Enel allocates €5.5 billion to Spain from its power grid investment plan.

Enel launches a $63 billion investment plan through 2028, with Spain as a priority market.
El apagón del 2025 en España y Portugal fue el detonante que aceleró las prioridades de inversión de uno de los mayores grupos energéticos del mundo.

The April 28 blackout that changed everything

April 28, 2025, will be etched in the energy memory of Spain and Portugal. A massive blackout left millions of people without electricity for hours, exposing a reality the sector had been warning about for years: Spain’s power grid needs urgent and structural investment to support the ongoing energy transition.

That historic outage not only generated millions in economic losses and unprecedented logistical chaos. It also forcefully reopened the debate about the profitability of power grid investments and the responsibility of major operators to ensure robust and resilient infrastructure. It is in this context that Enel’s announcement takes on its full significance.

The Italian energy giant has presented a 2026-2028 strategic plan that places grid modernization at the center of its global roadmap, with Spain as one of its most strategic markets.

A $63 billion plan with Spain at the epicenter

Enel has announced a $63 billion investment plan for the 2026-2028 period, of which approximately €26 billion will be allocated exclusively to strengthening and expanding power grids across all its markets.
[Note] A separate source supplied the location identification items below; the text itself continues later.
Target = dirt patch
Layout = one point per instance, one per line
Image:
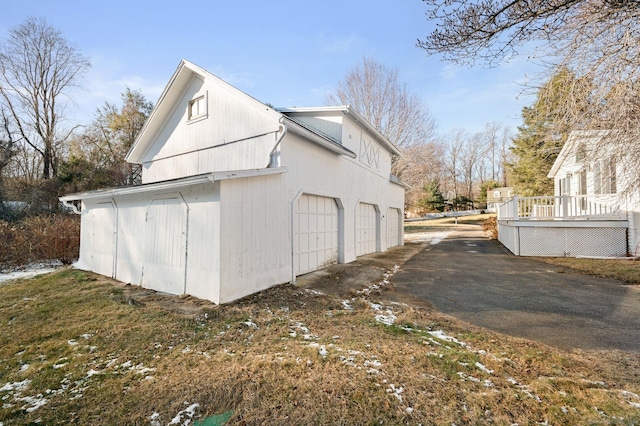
(346, 279)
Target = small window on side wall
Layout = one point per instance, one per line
(197, 108)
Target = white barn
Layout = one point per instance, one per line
(238, 197)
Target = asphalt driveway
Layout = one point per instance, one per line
(479, 281)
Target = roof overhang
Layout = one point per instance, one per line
(171, 185)
(318, 138)
(349, 111)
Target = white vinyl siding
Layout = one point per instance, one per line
(165, 245)
(316, 233)
(103, 239)
(394, 225)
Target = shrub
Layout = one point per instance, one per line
(39, 238)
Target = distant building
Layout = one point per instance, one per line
(497, 196)
(238, 197)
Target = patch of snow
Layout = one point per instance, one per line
(188, 413)
(397, 392)
(249, 323)
(439, 334)
(346, 305)
(483, 368)
(155, 419)
(388, 319)
(323, 351)
(464, 376)
(32, 402)
(16, 386)
(432, 238)
(30, 271)
(93, 372)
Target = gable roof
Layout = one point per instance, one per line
(168, 99)
(348, 111)
(181, 79)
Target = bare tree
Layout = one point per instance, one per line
(8, 147)
(37, 67)
(377, 94)
(453, 162)
(596, 40)
(472, 161)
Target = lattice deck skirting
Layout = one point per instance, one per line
(565, 238)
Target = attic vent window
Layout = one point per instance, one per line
(198, 108)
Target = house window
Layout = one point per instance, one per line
(198, 108)
(581, 153)
(609, 181)
(565, 186)
(597, 178)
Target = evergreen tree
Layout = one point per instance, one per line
(546, 126)
(433, 200)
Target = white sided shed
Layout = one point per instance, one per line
(238, 197)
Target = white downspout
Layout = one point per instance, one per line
(272, 154)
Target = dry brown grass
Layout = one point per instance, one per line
(39, 238)
(626, 270)
(92, 351)
(429, 224)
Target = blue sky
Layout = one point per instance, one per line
(286, 53)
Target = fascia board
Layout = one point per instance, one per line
(314, 137)
(172, 184)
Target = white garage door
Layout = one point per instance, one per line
(315, 241)
(103, 238)
(165, 246)
(366, 229)
(393, 227)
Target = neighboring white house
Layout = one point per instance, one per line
(238, 197)
(497, 196)
(590, 214)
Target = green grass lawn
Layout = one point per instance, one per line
(77, 348)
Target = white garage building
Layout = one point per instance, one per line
(238, 197)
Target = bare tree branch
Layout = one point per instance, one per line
(37, 66)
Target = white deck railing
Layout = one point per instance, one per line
(565, 207)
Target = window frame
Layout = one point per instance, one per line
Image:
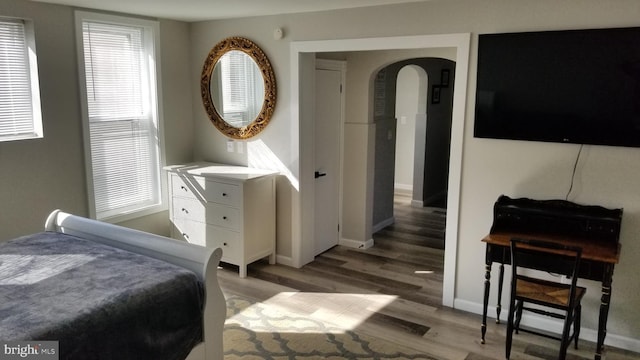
(152, 45)
(34, 82)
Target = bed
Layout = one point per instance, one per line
(103, 291)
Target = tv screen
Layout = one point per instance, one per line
(574, 86)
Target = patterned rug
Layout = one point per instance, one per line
(261, 331)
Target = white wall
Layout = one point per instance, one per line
(606, 176)
(406, 111)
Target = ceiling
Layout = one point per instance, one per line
(199, 10)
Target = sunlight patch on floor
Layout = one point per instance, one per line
(337, 312)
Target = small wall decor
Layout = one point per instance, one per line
(238, 88)
(435, 94)
(444, 77)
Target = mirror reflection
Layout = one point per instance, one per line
(237, 88)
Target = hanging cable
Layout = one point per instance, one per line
(573, 175)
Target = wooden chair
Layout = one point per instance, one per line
(547, 295)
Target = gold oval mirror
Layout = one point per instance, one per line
(238, 88)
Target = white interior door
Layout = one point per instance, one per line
(328, 134)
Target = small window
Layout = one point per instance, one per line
(121, 118)
(20, 116)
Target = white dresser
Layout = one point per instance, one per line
(231, 207)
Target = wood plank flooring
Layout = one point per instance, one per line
(394, 291)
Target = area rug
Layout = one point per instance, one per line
(263, 331)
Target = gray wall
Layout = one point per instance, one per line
(41, 175)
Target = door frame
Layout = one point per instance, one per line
(341, 66)
(302, 63)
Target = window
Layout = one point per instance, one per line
(121, 119)
(20, 116)
(241, 97)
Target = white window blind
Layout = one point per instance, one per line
(123, 130)
(20, 116)
(239, 74)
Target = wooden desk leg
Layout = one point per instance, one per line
(500, 283)
(604, 310)
(487, 285)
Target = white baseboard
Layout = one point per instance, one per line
(547, 324)
(404, 189)
(356, 244)
(383, 224)
(284, 260)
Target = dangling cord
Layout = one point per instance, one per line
(573, 175)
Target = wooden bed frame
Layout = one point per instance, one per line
(202, 261)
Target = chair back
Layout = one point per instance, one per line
(546, 256)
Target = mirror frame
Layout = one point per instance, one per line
(269, 103)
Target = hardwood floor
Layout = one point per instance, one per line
(394, 291)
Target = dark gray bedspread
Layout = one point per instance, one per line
(99, 302)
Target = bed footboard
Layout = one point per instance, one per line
(202, 261)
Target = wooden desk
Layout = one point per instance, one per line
(598, 261)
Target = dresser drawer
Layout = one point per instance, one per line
(187, 208)
(224, 216)
(197, 187)
(210, 213)
(229, 241)
(186, 187)
(222, 193)
(193, 232)
(210, 236)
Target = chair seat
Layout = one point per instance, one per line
(547, 292)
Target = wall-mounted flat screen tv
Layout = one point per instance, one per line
(575, 86)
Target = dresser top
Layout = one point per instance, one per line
(207, 169)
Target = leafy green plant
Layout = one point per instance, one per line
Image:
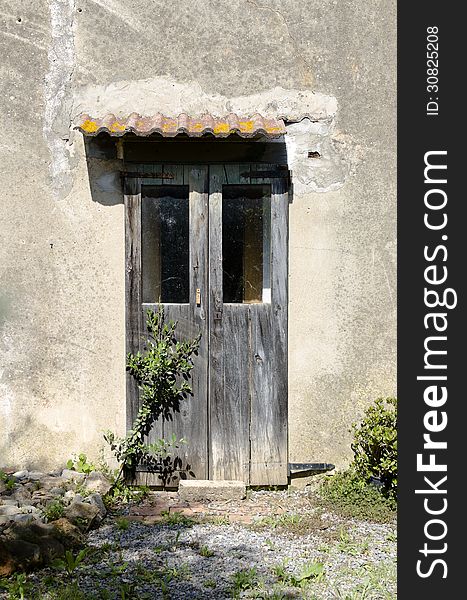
(7, 480)
(122, 493)
(176, 518)
(312, 570)
(16, 587)
(375, 445)
(79, 463)
(54, 510)
(161, 372)
(349, 495)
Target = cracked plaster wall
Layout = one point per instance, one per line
(61, 253)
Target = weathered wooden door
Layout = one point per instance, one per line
(210, 244)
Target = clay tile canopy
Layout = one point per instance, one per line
(171, 126)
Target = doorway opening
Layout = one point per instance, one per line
(209, 240)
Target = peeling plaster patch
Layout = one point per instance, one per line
(164, 95)
(61, 57)
(310, 120)
(323, 174)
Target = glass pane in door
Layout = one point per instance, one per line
(165, 244)
(246, 243)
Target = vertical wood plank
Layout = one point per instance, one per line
(132, 202)
(229, 401)
(191, 422)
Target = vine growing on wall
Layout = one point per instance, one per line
(162, 372)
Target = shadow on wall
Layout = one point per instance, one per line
(38, 455)
(144, 154)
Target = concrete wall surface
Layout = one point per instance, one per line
(62, 313)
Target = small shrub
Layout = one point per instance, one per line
(7, 480)
(79, 463)
(161, 372)
(375, 445)
(53, 511)
(347, 494)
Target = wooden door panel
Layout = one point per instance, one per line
(235, 423)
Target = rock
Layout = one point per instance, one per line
(195, 490)
(41, 498)
(68, 475)
(24, 517)
(31, 532)
(96, 499)
(16, 555)
(21, 495)
(83, 515)
(68, 534)
(30, 510)
(8, 510)
(8, 501)
(97, 482)
(69, 495)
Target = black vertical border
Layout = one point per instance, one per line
(419, 133)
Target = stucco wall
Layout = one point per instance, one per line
(61, 256)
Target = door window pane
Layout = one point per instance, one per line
(246, 243)
(165, 243)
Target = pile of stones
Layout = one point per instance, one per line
(44, 514)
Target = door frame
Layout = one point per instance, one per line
(207, 183)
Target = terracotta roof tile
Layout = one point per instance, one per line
(172, 126)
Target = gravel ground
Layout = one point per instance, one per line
(205, 560)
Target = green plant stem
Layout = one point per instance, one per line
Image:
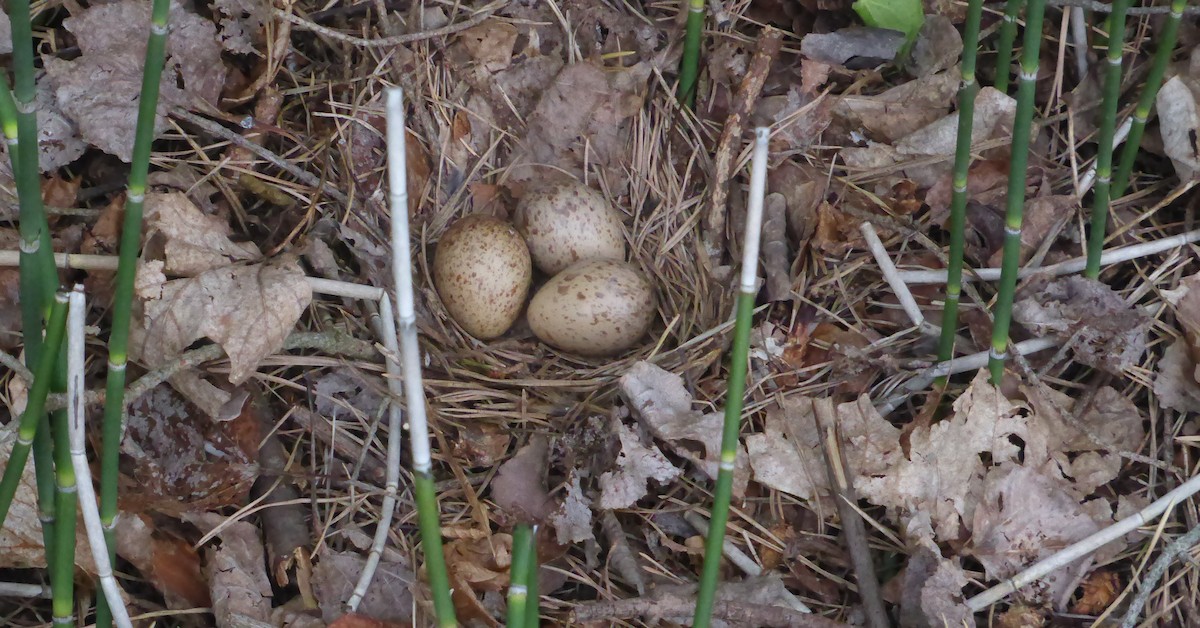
(1005, 43)
(519, 575)
(1101, 198)
(967, 93)
(1014, 211)
(534, 598)
(1146, 100)
(35, 408)
(689, 66)
(714, 543)
(123, 291)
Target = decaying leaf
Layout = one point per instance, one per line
(520, 485)
(100, 89)
(181, 462)
(1104, 330)
(636, 464)
(661, 402)
(1179, 120)
(573, 518)
(249, 310)
(237, 570)
(389, 598)
(187, 240)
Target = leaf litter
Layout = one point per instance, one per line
(961, 495)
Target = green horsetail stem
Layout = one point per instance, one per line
(1005, 43)
(123, 288)
(1146, 100)
(1014, 211)
(967, 93)
(1101, 198)
(35, 408)
(519, 575)
(689, 66)
(706, 593)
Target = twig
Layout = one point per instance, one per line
(108, 262)
(742, 561)
(1104, 7)
(387, 42)
(667, 605)
(852, 526)
(619, 554)
(303, 175)
(1083, 548)
(1156, 572)
(899, 287)
(1114, 256)
(77, 413)
(769, 43)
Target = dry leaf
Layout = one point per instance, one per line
(573, 518)
(100, 89)
(247, 310)
(389, 598)
(636, 464)
(237, 570)
(661, 402)
(1104, 332)
(1179, 121)
(520, 484)
(189, 240)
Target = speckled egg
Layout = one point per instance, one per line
(567, 223)
(481, 270)
(597, 307)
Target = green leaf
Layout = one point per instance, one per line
(905, 16)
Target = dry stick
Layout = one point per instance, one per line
(77, 413)
(1114, 256)
(901, 291)
(385, 327)
(742, 561)
(387, 42)
(852, 526)
(769, 43)
(619, 554)
(672, 605)
(1083, 548)
(1173, 550)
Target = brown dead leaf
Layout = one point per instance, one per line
(661, 402)
(1101, 588)
(1104, 332)
(1025, 514)
(520, 484)
(186, 239)
(181, 462)
(249, 310)
(636, 464)
(100, 89)
(389, 598)
(237, 570)
(1179, 120)
(583, 117)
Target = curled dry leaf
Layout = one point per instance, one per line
(661, 402)
(1104, 332)
(249, 310)
(389, 598)
(237, 570)
(189, 240)
(100, 89)
(636, 464)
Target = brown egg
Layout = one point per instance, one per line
(567, 223)
(481, 270)
(597, 307)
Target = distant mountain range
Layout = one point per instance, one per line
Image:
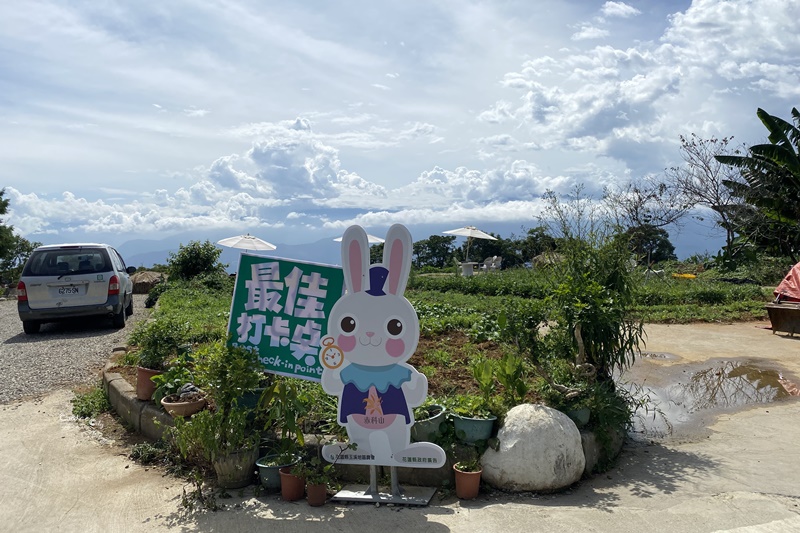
(148, 253)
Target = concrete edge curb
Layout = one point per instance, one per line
(150, 421)
(143, 416)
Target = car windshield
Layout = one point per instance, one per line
(60, 262)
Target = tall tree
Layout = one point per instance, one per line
(650, 201)
(651, 244)
(701, 181)
(771, 187)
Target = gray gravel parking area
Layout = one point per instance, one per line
(61, 355)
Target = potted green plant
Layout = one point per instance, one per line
(317, 474)
(472, 414)
(468, 477)
(280, 411)
(151, 363)
(223, 439)
(277, 454)
(225, 436)
(428, 420)
(157, 341)
(186, 401)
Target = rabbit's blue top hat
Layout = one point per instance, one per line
(377, 278)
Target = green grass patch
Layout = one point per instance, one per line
(90, 403)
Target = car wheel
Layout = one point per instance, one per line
(30, 326)
(118, 320)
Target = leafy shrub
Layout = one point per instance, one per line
(91, 403)
(195, 259)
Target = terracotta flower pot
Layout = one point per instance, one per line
(468, 484)
(183, 408)
(236, 470)
(292, 487)
(316, 494)
(144, 385)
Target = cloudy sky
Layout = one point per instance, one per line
(293, 120)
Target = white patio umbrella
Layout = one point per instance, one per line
(372, 239)
(470, 232)
(247, 242)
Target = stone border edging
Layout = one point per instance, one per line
(151, 421)
(143, 416)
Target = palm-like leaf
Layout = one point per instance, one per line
(772, 183)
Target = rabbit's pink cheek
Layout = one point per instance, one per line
(395, 347)
(346, 342)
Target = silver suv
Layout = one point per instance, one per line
(61, 281)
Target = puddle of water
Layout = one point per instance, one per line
(724, 386)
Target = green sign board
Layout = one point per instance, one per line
(280, 307)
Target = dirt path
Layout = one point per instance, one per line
(741, 476)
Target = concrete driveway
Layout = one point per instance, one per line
(735, 470)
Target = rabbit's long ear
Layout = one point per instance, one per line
(397, 257)
(355, 258)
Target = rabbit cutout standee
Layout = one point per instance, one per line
(373, 331)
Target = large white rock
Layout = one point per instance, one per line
(540, 450)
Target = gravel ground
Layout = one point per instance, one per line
(62, 355)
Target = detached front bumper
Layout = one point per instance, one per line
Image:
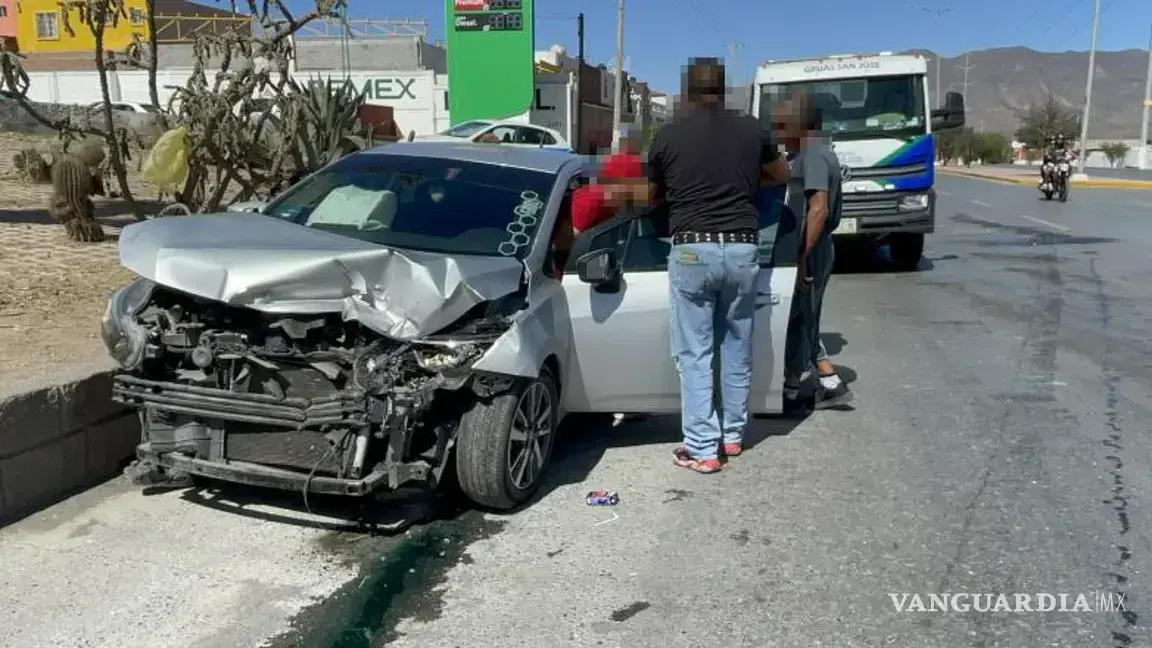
(255, 439)
(173, 466)
(877, 215)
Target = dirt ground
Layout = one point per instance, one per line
(52, 289)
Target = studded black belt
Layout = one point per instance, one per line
(739, 236)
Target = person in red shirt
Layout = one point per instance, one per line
(620, 178)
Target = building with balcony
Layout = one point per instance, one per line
(8, 25)
(55, 25)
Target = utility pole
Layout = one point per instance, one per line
(578, 118)
(1147, 107)
(939, 14)
(732, 77)
(939, 102)
(1082, 159)
(965, 67)
(619, 69)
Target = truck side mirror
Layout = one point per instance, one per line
(952, 114)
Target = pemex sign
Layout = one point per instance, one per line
(491, 51)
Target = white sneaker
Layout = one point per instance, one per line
(621, 417)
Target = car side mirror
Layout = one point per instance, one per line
(251, 206)
(599, 268)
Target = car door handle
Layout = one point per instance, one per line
(766, 299)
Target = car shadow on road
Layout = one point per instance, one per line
(878, 261)
(585, 439)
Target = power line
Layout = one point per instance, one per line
(1080, 30)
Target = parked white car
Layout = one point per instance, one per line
(503, 132)
(129, 107)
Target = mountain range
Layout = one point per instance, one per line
(1003, 82)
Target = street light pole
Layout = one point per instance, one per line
(1082, 160)
(1147, 107)
(619, 69)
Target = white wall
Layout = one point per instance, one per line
(419, 99)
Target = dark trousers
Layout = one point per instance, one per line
(803, 347)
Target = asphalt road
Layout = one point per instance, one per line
(998, 446)
(1098, 172)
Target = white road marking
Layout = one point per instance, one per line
(1045, 223)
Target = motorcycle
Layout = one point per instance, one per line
(1054, 180)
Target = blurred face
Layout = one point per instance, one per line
(787, 125)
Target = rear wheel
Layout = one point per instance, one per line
(505, 444)
(907, 250)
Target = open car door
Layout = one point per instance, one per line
(621, 353)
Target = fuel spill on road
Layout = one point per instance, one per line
(399, 580)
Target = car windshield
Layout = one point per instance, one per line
(850, 108)
(465, 129)
(423, 203)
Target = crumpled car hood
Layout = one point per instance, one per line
(272, 265)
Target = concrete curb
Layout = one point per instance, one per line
(1100, 183)
(58, 441)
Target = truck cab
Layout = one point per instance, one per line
(876, 111)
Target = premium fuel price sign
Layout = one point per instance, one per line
(489, 15)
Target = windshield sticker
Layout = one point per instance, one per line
(530, 205)
(348, 206)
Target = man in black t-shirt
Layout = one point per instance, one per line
(706, 166)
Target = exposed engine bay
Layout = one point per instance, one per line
(293, 401)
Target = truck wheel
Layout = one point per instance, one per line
(505, 444)
(907, 250)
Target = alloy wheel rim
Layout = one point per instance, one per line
(530, 436)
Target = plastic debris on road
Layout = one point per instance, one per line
(603, 498)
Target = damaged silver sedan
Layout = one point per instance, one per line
(406, 310)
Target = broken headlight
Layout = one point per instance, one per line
(122, 336)
(447, 355)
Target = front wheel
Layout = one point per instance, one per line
(907, 250)
(503, 445)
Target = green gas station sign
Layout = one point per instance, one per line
(491, 58)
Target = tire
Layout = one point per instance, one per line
(907, 250)
(486, 451)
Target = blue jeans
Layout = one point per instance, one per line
(713, 304)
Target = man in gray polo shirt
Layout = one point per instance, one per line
(813, 198)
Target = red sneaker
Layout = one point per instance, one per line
(733, 450)
(684, 460)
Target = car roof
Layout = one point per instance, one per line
(531, 158)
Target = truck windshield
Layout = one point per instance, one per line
(880, 106)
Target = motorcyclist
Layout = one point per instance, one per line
(1056, 152)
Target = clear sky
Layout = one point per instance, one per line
(660, 35)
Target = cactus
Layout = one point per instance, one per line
(73, 185)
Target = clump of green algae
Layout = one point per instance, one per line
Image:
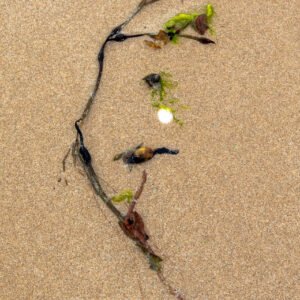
(161, 85)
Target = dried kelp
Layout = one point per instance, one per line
(141, 154)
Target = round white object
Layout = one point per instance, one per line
(165, 116)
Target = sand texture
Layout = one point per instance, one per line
(224, 213)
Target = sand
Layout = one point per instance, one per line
(224, 213)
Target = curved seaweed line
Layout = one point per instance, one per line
(77, 148)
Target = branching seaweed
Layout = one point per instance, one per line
(131, 223)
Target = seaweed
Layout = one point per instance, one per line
(141, 154)
(132, 222)
(172, 29)
(161, 98)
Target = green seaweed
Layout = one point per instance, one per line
(210, 14)
(161, 97)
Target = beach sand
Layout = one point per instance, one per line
(224, 213)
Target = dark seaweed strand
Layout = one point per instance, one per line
(113, 36)
(116, 36)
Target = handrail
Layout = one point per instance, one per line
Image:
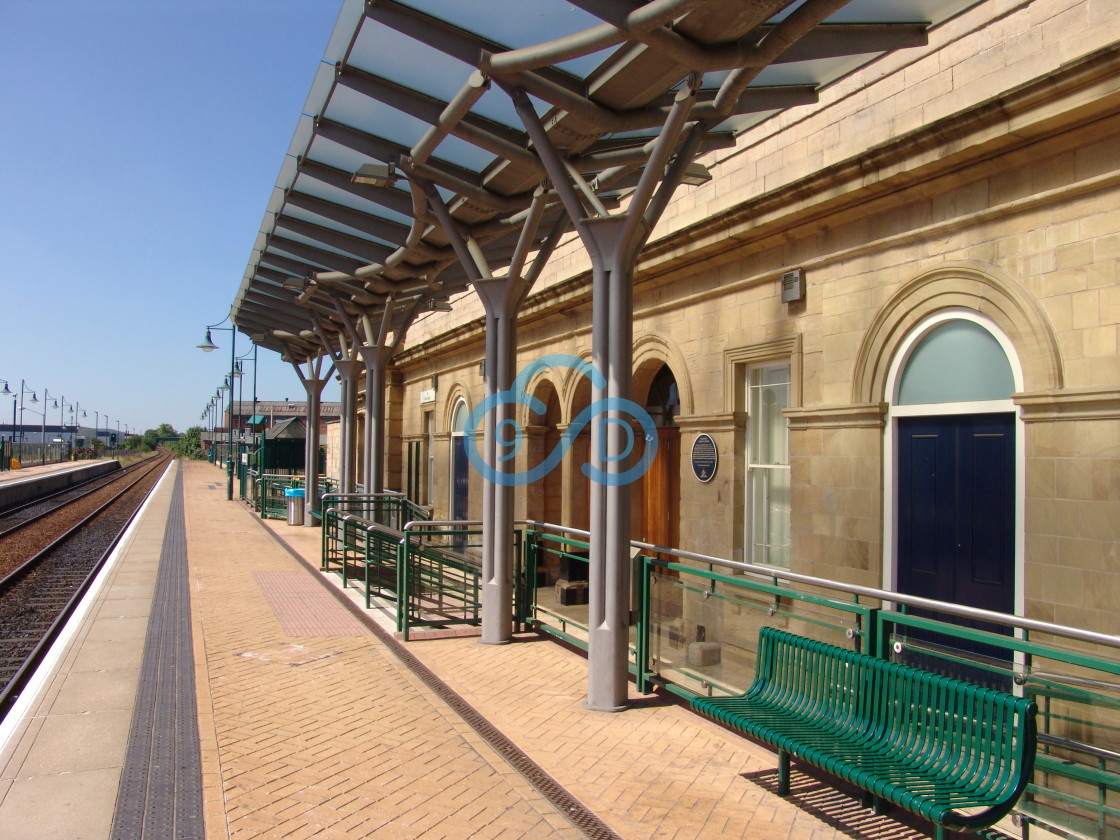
(911, 600)
(388, 494)
(1023, 679)
(1108, 755)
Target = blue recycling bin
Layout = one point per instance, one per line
(295, 496)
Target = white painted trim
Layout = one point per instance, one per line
(453, 439)
(890, 440)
A figure that reflects the magnitude of the challenge facing the global energy industry amid the massive electrification of the economy.

Of that grid budget, Spain receives 21%: approximately €5.5 billion that Enel will channel through its Spanish subsidiary, Endesa. This allocation makes the Spanish market one of the group’s most important investment focuses internationally, comparable in strategic relevance only to Italy and Latin America.

The battle over regulated returns

However, the path is not without tensions. Spain’s competition regulator recently set the financial rate of return for power grid activities at 6.58% for the coming years, justifying it as a balance between investment needs and consumer protection against tariff increases.

The problem is that power companies operating in Spain, including Endesa, are demanding returns above 7% for grid investments to be viable and attractive. The gap between what the regulator offers and what the sector demands is small in percentage terms, but enormous in terms of billions of euros over an investment cycle.

Endesa leads the transformation of Spain’s grid

Beyond the regulatory debate, what Enel’s plan confirms is that Endesa will be the main vehicle for a profound transformation of Spain’s power infrastructure. The committed €5.5 billion will be directed toward digitalizing, strengthening, and expanding a grid that must prepare to absorb growing renewable generation and the electrification of transport and industry.

Spain faces a paradox shared by many European countries: the speed of renewable installation has outpaced the grid’s capacity to integrate them efficiently. Without massive investment in transmission and distribution infrastructure, the energy transition loses effectiveness and increases the risk of new instability episodes like last April’s.

Enel’s announcement therefore comes at just the right time. And although regulatory details remain to be resolved, the signal is clear: private capital is willing to bet on Spain’s power grid. Now it’s up to the regulator to create the conditions for that bet to materialize at the speed the country needs.